At least three Labour MPs subsequently challenged Jenrick over what he had said. At first he tried to backtrack, but he did confirm that he thought clearing the asylum application claim backlog could make Britain a more attractive destination for asylum seekers.
Karin Smyth was the first MP to pick up on what Jenrick said. Asking him to clarify what he had said, she pointed out that his argument implied that the government might want to keep the backlog intentionally high, with thousands of asylum seekers stuck in hotels awaiting a decision. She said:
The Home Office’s inability to progress applications, resulting in many people living in hotels, means that the holding pattern will remain for some time, and that that may be, in fact, a deliberate policy. As the minister said, if they were progressed, there would be more.
Jenrick claimed that Smyth was misrepresenting what he had said, and that he was only referring to Labour’s plan to speed up the processing of claims, which he said would not cut the number of people crossing the Channel illegally.
But when Karen Buck asked again if, in the light of what he said, the government did want to reduce the backlog, Jenrick again restated his argument.

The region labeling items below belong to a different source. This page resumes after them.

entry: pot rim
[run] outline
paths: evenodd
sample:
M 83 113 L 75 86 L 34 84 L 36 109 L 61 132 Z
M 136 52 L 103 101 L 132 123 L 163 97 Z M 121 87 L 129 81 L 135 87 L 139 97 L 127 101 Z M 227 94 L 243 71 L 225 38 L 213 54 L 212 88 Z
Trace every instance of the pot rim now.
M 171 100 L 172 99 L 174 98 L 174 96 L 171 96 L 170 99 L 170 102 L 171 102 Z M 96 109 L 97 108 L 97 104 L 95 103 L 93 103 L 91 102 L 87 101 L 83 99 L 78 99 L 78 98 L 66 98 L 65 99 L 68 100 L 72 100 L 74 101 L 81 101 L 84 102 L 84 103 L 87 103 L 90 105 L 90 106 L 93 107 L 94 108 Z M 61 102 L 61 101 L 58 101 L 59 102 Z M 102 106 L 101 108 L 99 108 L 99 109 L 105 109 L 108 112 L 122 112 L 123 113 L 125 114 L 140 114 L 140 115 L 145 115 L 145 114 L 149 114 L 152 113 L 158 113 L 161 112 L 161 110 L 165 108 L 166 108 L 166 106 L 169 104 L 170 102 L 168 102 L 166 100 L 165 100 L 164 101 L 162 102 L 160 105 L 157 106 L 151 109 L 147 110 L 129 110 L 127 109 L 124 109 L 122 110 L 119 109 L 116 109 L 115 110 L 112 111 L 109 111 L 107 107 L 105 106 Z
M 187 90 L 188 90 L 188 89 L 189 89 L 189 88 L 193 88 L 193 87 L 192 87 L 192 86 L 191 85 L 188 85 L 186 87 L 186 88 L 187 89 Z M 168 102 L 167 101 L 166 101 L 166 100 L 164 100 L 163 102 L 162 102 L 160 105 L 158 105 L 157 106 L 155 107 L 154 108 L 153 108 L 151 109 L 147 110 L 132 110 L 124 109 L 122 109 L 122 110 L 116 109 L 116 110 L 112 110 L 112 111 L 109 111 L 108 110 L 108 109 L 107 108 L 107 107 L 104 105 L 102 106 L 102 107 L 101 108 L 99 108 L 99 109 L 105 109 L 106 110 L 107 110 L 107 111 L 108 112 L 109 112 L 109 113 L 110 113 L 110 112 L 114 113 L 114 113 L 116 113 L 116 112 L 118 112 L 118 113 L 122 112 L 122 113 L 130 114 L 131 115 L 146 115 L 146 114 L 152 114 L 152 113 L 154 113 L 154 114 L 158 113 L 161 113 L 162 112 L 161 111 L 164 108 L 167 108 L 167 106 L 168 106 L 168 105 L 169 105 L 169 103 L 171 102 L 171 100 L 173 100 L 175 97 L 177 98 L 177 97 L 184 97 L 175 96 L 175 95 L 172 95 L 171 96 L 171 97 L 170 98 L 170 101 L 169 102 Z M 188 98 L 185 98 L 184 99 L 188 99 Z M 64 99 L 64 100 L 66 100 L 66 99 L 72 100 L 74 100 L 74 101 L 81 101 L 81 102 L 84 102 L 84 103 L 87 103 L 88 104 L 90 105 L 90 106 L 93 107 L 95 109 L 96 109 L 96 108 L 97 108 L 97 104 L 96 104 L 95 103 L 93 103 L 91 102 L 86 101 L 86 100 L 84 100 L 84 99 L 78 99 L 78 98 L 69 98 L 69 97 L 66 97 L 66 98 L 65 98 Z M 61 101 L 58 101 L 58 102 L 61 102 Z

He said that the government was doubling the number of staff dealing with applications, and that it remained confident it would clear the “legacy backlog” by the end of this year. He went on:
The point that I was making is that, the faster the process, the more pull factor there is to the United Kingdom. That is not a reason to maintain an inefficient process. But what we do need to have is a process where deterrence is suffused through every element, or else we will never break the business model of the people smugglers.

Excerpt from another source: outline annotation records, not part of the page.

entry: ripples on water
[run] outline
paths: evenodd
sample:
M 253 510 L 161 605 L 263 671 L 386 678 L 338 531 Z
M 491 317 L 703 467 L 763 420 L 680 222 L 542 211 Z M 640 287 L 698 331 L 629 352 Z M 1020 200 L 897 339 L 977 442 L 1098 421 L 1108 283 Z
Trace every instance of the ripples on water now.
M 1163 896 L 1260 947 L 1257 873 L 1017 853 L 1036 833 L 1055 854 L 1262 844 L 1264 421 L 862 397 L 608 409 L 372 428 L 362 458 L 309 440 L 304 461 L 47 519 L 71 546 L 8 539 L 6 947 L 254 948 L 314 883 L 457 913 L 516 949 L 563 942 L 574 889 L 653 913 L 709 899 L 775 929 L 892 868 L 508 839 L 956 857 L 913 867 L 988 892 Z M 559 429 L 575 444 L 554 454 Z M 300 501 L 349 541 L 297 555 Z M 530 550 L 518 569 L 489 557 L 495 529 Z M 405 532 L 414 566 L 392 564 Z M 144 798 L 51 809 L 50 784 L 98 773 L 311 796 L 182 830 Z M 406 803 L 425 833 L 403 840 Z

When Andrew Slaughter challenged him a third time, and asked him whether the government wanted the backlog to go down or go up, Jenrick again said he was just criticising Labour’s policy.
Faster processing of asylum applications might make the UK a more attractive destination if it meant that people crossing the Channel on small boats did not have to worry about spending a year or more stuck in a hotel unable to work waiting for their claim to be processed.
The government believes that would not happen if faster processing just meant people being put on a flight to Rwanda more quickly (which is what Jenrick was referring to when he mentioned “deterrence”). But it is far from certain that the courts will ever allow these flights to happen, at least in large numbers.
Asked if the government is happy about the number of issued work visas having doubled since the pandemic, Jenrick says the government wants employers to hire British workers where they can. There are a large number of people who have left the workforce, he says. He says the government wants them back.
Clive Efford (Lab) asks why the government has performed so badly in terms of dealing with the backlog of asylum claims.
Jenrick says the government is still committed to clearing the backlog this year.
But he says Labour is wrong to claim that dealing with the backlog will cut the number of people coming to the country. He says:
It is not correct, however, to suggest that if you can process illegal migrants’ claims faster, that that will reduce the number of people coming into the country. In all likelihood, it will lead to an increase.
(This is a remarkable claim. Jenrick seems to be saying that the PM’s policy will make the situation worse.)
Alistair Carmichael (Lib Dem) says Jenrick is making a good case for wage inflation. (See 10.49am.) He wonders what they think of this in the Treasury.
He says the government is adding fishing to the shortage occupation list for work visas. But he says that this will not help the fishing industry because of the rules requiring people to speak English.
Jenrick defends the English language requirements. People coming to work here should be able to speak English, he says. He says the standard required is low. And he says this is necessary for health and safety on fishing boats.